“The Word became flesh and lived for a while among us.” (John 1:14)
We’ve already discovered, in this first chapter, that John will repeat an important point several times in order to be sure that the Reader gets it. He obviously wants us to know; really know, that the “Word,” “God,” lived as a human here among us. This is the 5th time he’s said it. At first he writes, “In Him was life; life that made sense of human existence.” Then he tells us that “the light shines in the darkness, and the darkness neither obscures it nor sees it.” This light, “the true light that enlightens every man,” he insists, “was coming into the world.” Once he arrived, John laments, “the world did not know Him.”
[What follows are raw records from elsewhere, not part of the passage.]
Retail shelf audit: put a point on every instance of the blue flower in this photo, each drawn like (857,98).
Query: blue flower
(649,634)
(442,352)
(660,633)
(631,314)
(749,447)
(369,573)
This time, however, he writes in shockingly bold language. “The Word became flesh.” We humans can easily spiritualize almost any idea, or concept. Light is ethereal. A sensible life can become the stuff of fiction and beyond believable. But “flesh?” That's material. Flesh is touchable. It can be held. Its embrace can be a treasure. Someone we love has an unmistakable fragrance. They can be seen. The impression of their image or the sound of their voice is a way we know them. “God,” John thunders, “materialized.” He became a “flesh and blood,” a “real live human being.”
Do you believe this?
To believe it is to agree to some rather amazing things. To believe Jesus is God, “in the flesh,” is to agree that we now have a live person living the answer to the question, “What was God thinking?” We have a role model. He is living a life just like we are. By observing Him we know what is most important. Most of His life is ordinary. Because it is we know that our ordinary, everyday life is a big deal to God. We learn how to value every person and the simplest things we encounter in our day-to-day experiences. He shows us how to discover the grand in seemingly mundane things and events. With that we find how the extraordinary is often living, disguised in the ordinary. His unparalleled love demonstrates what “TRUE LOVE,” looks like. Because He loved us tirelessly even though it meant suffering we know why God permits pain. We now know how to deal with conflict. This remarkable Man demonstrates, in the real, highly visible destruction of His own life, how God turns tragedy into triumph.
Nothing can happen to you that God cannot use for your good, or the good of all people for that matter. Above all there is nothing you can experience, no matter how painful or seemingly destructive, that He cannot use to bring glory to Himself and demonstrate, to all who observe, that the "Son of Man" is their Hope. Your “vicarious self” is, through Him, indestructible, and ultimately triumphant!